The Flying Crosbys might be in a very ornery mood here Wednesday if their home game Tuesday night against Boston goes badly. Speaking of the Bruins, old friend Linus Ullmark has started 6-0, 1.70/.945 in the Boston net, making new coach Jim Montgomery look awfully smart so far.
• When stats lie: The play by play of Saturday’s game said Mittelstadt lost the opening faceoff of overtime to Jason Dickinson and I guess that’s because the Chicago player drew the puck slightly behind him. But Dahlin immediately grabbed it with no Hawk nearby and Chicago never got it back, with the Sabres winning on Olofsson’s goal. That’s a major faceoff win in reality, no matter what the stat sheet says.
• According to the NHL, Dahlin (No. 1 in 2018) and Owen Power (No. 1 in 2021) are just the second pair of defensemen taken with the top spot in the draft to play together. The first came in 1992-93, when Rob Ramage (No. 1 overall in 1979) and Roman Hamrlik (No. 1 overall in 1992) played 50 games together with the expansion-year Tampa Bay Lightning.
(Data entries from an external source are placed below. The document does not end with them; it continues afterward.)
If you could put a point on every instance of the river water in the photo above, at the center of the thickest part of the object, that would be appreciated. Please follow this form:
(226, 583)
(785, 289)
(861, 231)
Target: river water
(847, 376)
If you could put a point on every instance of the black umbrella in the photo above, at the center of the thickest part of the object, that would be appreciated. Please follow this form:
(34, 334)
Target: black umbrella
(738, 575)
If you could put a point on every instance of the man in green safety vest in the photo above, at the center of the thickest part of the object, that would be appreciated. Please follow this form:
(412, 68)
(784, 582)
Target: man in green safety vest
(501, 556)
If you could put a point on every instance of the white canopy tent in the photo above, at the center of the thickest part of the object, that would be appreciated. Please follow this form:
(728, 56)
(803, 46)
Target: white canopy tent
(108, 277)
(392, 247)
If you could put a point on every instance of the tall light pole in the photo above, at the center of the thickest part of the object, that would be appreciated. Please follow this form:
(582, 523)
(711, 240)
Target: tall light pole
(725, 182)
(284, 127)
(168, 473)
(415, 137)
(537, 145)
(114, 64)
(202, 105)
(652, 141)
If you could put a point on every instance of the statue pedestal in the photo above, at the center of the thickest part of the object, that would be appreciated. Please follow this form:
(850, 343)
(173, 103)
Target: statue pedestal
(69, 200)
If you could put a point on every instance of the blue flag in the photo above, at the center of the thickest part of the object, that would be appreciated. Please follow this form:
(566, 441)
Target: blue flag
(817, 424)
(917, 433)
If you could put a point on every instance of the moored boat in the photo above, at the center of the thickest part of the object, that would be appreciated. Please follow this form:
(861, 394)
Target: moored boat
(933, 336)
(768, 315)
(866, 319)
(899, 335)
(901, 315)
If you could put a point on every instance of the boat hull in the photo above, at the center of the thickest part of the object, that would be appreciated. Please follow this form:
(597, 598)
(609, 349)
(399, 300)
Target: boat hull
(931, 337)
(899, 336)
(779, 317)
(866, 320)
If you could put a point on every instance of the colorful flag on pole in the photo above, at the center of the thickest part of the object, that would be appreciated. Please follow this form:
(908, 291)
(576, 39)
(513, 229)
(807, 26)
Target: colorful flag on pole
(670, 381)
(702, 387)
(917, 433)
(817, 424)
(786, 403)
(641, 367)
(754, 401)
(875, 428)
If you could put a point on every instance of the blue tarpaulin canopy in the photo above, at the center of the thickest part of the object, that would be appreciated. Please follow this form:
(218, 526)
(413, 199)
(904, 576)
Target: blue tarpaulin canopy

• A part of the schedule I hate is the fact the Sabres and Toronto play only three times this year, just once in Buffalo. Same for Calgary and Edmonton: Saturday’s meeting was already their second and they don’t play at all after Dec. 27. The Rangers and Islanders also are only meeting three times and none after the New Year. Terrible.
Seems like a simple solution here. The league should make protected rivalries within divisions that never play three times and always play four.